The iconic 'Big Blue Marble' photo taken by the crew of Apollo 17 on Dec. 7, 1972.
A 2006 composite image of the Earth at night, showing the latticework of electric lighting across Europe much of the eastern hemisphere.
Astronauts looking down on Earth from space have long said the view is tremendous, but it is also comes with the revelation that of all the planets in the cosmos, there is only one world that humanity calls home.
"Our planet is our spaceship," said NASA astronaut Sandra Magnus, who recently returned to Earth after spending about 4 1/2 months in space. "It looks very fragile from here, and it's very easy to take it for granted when we're living on it, when it seems so big and so massive. But it's not. It's very small and very fragile."
Magnus returned home in late March with a new perspective of her home planet, one that came just in time for Earth Day today.
"When you look out the window, you notice how incredibly thin our atmosphere is, how such a fragile shell of air we have that surrounds our planet and makes it habitable," she said before leaving the station. "And you can read that in a book, but until you see it it doesn't strike home."
This island Earth
Magnus is not the only astronaut to marvel at the sight of her home planet from afar.

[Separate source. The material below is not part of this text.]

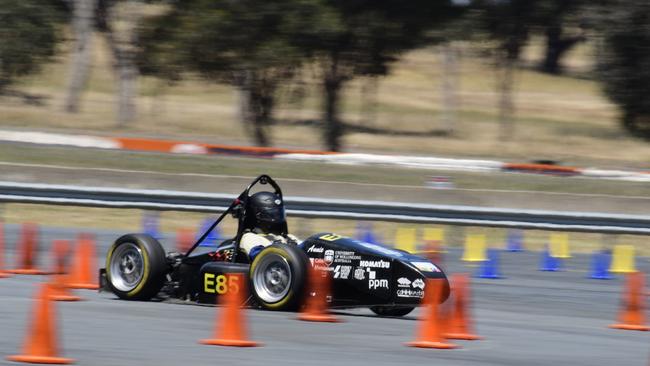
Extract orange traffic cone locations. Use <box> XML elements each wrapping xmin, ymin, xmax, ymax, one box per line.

The first astronauts ever to see the entire planet as a distant orb in a sea of black space were the three Apollo 8 astronauts, who took the iconic image of Earth rising over the limb of the moon in December 1968.
"The amazing public perception of that stunning photo gave everybody an awareness that the Earth was an oasis out there in a very barren, harsh cosmos," said former astronaut Thomas Jones, a planetary scientist and co-author of the book "Planetology." "I think those images became the icon of the environmental movement in its earliest phase."
Other missions and robotic probes have beamed home views of Earth from more distant realms, including the surface of the moon and Mars, through the rings of Saturn and from more than 4 billion miles away, which revealed the planet as a "pale blue dot" in space.
"That's what the space program gives us is the ability for everybody to share in the astronauts' vantage point," Jones, a four-time spaceflyer, told SPACE.com.
Meanwhile, Japan's Kaguya lunar orbiter has been recreating the Apollo 8 Earth rise view using its high-definition cameras since it arrived at the moon in 2007.
A station with a view
There are three astronauts aboard the International Space Station right now: Russian station commander Gennady Padalka and flight engineers Michael Barratt of NASA and Koichi Wakata of Japan. Their Expedition 19 mission began in late March.
While his nearly seven-month mission is just beginning, Barratt said the impact of seeing his native planet far below has already had an impact.
"There's no doubt, when you look down at the Earth from here, you're just overwhelmed by how beautiful it is," Barratt said this week, adding that two things immediately jump out. "One is how much you miss it, and two, is how much you really want to take care of it as best you can."
Magnus said that when a person gazes at the Earth, there is a sense that humanity and all life as we know it are completely dependent on a single planet and its thin atmosphere.
"It makes you think about our planet as a whole system," Magnus said. "We're all there together living together as human beings and other organisms and we have to take care of each other."